I am using the .yaml file below to create Katib Experiment in Kubeflow. However, I am getting
Failed to reconcile: cannot restore struct from: string
errors. Have any solutions for this? Most of the Katib Experiment example codes doesn't have a volume in it, but I'm trying to mount a volume after downloading the data from my S3.

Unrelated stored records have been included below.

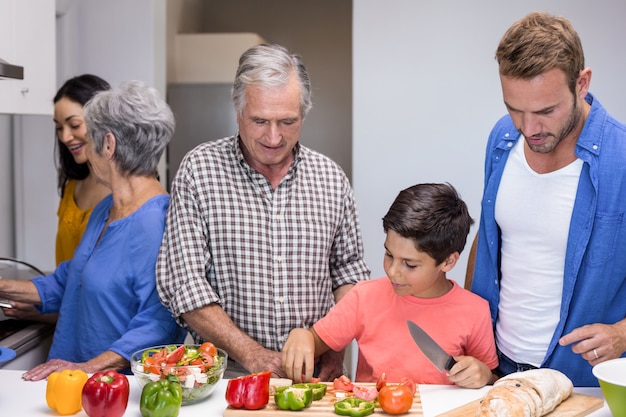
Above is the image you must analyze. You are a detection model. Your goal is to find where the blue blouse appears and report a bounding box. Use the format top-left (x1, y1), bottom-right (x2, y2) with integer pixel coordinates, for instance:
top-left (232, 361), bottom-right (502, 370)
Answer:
top-left (33, 194), bottom-right (186, 362)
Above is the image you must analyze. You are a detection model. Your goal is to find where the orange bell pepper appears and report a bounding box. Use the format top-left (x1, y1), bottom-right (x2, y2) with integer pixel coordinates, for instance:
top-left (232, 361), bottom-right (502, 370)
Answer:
top-left (46, 369), bottom-right (89, 416)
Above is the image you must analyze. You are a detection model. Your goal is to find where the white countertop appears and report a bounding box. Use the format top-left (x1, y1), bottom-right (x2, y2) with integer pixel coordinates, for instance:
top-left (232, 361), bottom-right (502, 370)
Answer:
top-left (0, 370), bottom-right (611, 417)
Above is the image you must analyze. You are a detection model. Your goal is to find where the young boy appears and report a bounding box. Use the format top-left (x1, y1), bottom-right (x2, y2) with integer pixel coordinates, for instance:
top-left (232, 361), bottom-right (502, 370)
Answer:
top-left (282, 184), bottom-right (498, 388)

apiVersion: "kubeflow.org/v1alpha3"
kind: Experiment
metadata:
namespace: apple
labels:
controller-tools.k8s.io: "1.0"
name: transformer-experiment
spec:
objective:
type: maximize
goal: 0.8
objectiveMetricName: Train-accuracy
additionalMetricNames:
- Train-loss
algorithm:
algorithmName: random
parallelTrialCount: 3
maxTrialCount: 12
maxFailedTrialCount: 3
metricsCollectorSpec:
collector:
kind: StdOut
parameters:
- name: --lr
parameterType: double
feasibleSpace:
min: "0.01"
max: "0.03"
- name: --dropout_rate
parameterType: double
feasibleSpace:
min: "0.005"
max: "0.020"
- name: --layer_count
parameterType: int
feasibleSpace:
min: "2"
max: "5"
- name: --d_model_count
parameterType: categorical
feasibleSpace:
list:
- "64"
- "128"
- "256"
trialTemplate:
goTemplate:
rawTemplate: |-
apiVersion: batch/v1
kind: Job
metadata:
name: {{.Trial}}
namespace: {{.NameSpace}}
spec:
template:
spec:
volumes:
- name: train-data
emptyDir: {}
containers:
- name: data-download
image: amazon/aws-cli
command:
- "aws s3 sync s3://kubeflow/kubeflowdata.tar.gz /train-data"
volumeMounts:
- name: train-data
mountPath: /train-data
- name: {{.Trial}}
image: <Our Image>
command:
- "cd /train-data"
- "ls"
- "python"
- "/opt/ml/src/main.py"
- "--train_batch=64"
- "--test_batch=64"
- "--num_workers=4"
volumeMounts:
- name: train-data
mountPath: /train-data
{{- with .HyperParameters}}
{{- range .}}
- "{{.Name}}={{.Value}}"
{{- end}}
{{- end}}
restartPolicy: Never